Jay Rayner 

Restaurant review: The Factory House

The overworked concept of the Factory House gets on your nerves. If only they'd paid more attention to the food…
  
  

Factory House
What the Dickens?: the Factory House's overworked dining room. Photograph: Katherine Rose for the Observer Photograph: Katherine Rose/Observer

10 Lime Street, London EC3 (020 7929 4590). Meal for two, including wine and service: £90

The Factory House is one of the most irritating London restaurant launches of the past five years – an achievement given the stupidities of this city. From its skull-crushingly tiresome slogan – "A refuge for the modern day industrialist" – through the clocking-on system at the door and the overwritten menu to the food that has a diploma in underwhelming, it's one huge squelching misfire.

What baffles me is how all this was allowed to happen. I can well imagine the "concept meetings". I can just see an excruciating presentation by sharp chaps from some Hoxton design consultancy throwing around "lookbooks" full of Victorian typography, slabs of Samuel Johnson's diaries, and the "found art" of paperwork from an abandoned city notary. What I don't understand is why nobody stood up and shouted: "This is cobblers – we're opening a bloody restaurant, not a film set for a lousy Guy Ritchie adaptation of Dickens." Obviously, nobody did shout anything at anybody. They just gave them the money. That may well be the last they see of it.

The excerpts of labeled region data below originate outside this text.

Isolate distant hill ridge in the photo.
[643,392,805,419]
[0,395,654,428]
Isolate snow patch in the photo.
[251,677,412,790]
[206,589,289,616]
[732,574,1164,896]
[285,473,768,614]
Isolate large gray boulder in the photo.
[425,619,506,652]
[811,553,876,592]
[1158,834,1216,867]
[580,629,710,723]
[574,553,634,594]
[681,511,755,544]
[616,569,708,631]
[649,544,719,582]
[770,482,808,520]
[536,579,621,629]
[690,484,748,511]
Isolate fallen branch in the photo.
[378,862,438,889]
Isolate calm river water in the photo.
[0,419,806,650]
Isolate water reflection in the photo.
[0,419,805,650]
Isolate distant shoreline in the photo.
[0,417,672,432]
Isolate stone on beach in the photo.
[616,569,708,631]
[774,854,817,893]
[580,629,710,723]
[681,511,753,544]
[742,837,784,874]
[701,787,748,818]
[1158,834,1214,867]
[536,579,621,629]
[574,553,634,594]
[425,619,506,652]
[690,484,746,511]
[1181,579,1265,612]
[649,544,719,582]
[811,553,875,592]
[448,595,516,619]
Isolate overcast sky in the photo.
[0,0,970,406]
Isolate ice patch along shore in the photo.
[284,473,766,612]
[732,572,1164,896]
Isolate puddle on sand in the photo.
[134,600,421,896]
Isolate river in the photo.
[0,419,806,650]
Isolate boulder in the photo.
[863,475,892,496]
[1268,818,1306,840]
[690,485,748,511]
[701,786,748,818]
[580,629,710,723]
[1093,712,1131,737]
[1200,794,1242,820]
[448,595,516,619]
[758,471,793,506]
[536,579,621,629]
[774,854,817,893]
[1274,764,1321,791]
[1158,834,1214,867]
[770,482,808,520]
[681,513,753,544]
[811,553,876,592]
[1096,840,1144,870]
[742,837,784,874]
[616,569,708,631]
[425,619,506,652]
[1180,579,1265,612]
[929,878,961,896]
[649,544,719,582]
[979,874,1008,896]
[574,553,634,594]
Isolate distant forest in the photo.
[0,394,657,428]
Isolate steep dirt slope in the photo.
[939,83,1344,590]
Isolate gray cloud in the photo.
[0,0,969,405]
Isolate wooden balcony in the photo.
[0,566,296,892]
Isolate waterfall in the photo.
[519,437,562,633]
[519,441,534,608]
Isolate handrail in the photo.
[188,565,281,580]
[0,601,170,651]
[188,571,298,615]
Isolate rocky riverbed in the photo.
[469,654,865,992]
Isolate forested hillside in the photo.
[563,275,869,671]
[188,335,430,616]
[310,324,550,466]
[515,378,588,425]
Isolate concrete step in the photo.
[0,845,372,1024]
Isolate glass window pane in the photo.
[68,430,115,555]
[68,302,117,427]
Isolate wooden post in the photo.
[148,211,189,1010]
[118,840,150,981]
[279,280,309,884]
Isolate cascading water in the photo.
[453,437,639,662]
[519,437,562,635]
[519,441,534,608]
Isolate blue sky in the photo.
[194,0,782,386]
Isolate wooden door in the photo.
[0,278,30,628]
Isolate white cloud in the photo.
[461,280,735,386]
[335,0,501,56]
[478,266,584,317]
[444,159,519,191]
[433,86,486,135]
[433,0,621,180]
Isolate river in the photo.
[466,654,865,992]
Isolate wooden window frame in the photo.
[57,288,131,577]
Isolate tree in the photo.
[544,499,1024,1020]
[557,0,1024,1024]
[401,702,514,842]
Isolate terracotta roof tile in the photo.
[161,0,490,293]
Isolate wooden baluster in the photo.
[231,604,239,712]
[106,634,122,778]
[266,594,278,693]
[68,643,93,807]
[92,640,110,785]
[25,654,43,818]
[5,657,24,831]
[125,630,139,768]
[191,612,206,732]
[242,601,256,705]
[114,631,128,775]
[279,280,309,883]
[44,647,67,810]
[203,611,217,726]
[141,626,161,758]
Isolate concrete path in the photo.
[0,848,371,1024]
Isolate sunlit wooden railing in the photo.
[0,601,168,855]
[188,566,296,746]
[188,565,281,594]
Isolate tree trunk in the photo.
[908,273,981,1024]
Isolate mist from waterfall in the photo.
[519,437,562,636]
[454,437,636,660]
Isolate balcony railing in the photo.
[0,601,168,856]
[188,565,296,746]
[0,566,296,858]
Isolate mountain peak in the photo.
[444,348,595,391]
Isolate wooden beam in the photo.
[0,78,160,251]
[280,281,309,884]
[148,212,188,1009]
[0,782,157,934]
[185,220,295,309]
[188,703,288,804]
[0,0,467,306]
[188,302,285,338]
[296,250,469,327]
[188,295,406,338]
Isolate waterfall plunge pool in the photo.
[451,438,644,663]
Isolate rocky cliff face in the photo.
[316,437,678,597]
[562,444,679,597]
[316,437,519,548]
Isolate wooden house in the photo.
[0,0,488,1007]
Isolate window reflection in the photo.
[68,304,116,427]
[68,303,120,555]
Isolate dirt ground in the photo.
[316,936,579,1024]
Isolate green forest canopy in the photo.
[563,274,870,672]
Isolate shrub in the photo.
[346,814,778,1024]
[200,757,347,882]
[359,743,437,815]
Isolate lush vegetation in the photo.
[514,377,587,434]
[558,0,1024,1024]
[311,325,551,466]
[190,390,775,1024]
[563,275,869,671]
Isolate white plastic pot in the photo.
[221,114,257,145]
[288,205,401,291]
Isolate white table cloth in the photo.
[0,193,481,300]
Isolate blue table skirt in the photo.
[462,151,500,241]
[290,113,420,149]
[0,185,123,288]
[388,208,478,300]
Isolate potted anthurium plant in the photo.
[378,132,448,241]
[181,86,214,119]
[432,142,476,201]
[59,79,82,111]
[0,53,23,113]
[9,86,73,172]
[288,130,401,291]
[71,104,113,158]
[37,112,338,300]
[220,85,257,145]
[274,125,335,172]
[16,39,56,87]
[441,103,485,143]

It has been spent on turning a basement space opposite the Lloyds building into a cross between an adolescent steampunk fantasy and a branch of Jamie's Italian. It's all beaten copper and desperation. We shove the card given to us by the embarrassed eastern European greeter into the Victorian clocking-in machine and then head down into the basement space. We are handed menus printed on an eight-page newspaper in FT salmon pink.

I could now fill the rest of this column by typing out the guff that's in there. Breakfast comes under the heading "Before the longcase strikes twelve"; there's a section entitled "In order to get the juices flowing". I mean, really. Never mention juices on a menu. It's a short hop from there to the word gusset, and then what do you do?

Next up: "To commence [being a series of freshly prepared starter plates]." Well, that's a relief; so much better than those starters prepared a week last Thursday. It's when I get to the steaks section under the legend "From our grillsmith" that I hunt for a flame with which to torch the menu. Grillsmith? What the hell is a… oh never mind.

You could excuse the posturing if the food was a genuinely bold attempt to do really something a Victorian trencherman might excitedly get up to his armpits in. Instead it is a grim mix of cack-handed and prissy.

I watch a cook spray a pre-cooked loaf of bread with water before shoving it in the oven. It arrives sliced. Some is warm. Some is cold. Some is both. Some is dried out. We order bacon and thyme-flavoured popcorn as a nibble. It tastes of neither but is so grossly over-salted that we give up. Then my starter arrives completely devoid of flavour: a dull, fridge-cold piece of poached trout with "brown shrimp fritters" that don't taste of brown shrimp. Or anything else.

Not everything is dismal. The pastry in a fig tart that's part of a starter may be limp, but the accompanying wood pigeon is accurately cooked. Likewise with the roasted partridge and the guinea fowl that held up the main courses. But both are let down by the same overly sweet, envelope-sticky jus, and too much faff. I'm not a fan of filo pastry. It has all the texture of potpourri and none of the aromatics. Fashioning doll's-house barrels out of it for a shrivelled partridge leg is a lot of hard work to no good effect. As a modern-day industrialist looking for a refuge I end up feeling terribly misunderstood. Enough with the dainty, already.

Things end as they began with a slightly dry blackberry and apple crumble and a truly dismal Lancashire rarebit, the cheese mixture overloaded with mustard and underloaded with cheese so that the topping is too loose and runny. As my companion says: "It's cheese on bloody toast. How can you get that wrong?" It's quite simple, really. You put all your effort into the overwrought concept and not enough into what's coming out of the kitchen. I take my Factory House docket from my pocket and clock out with glee.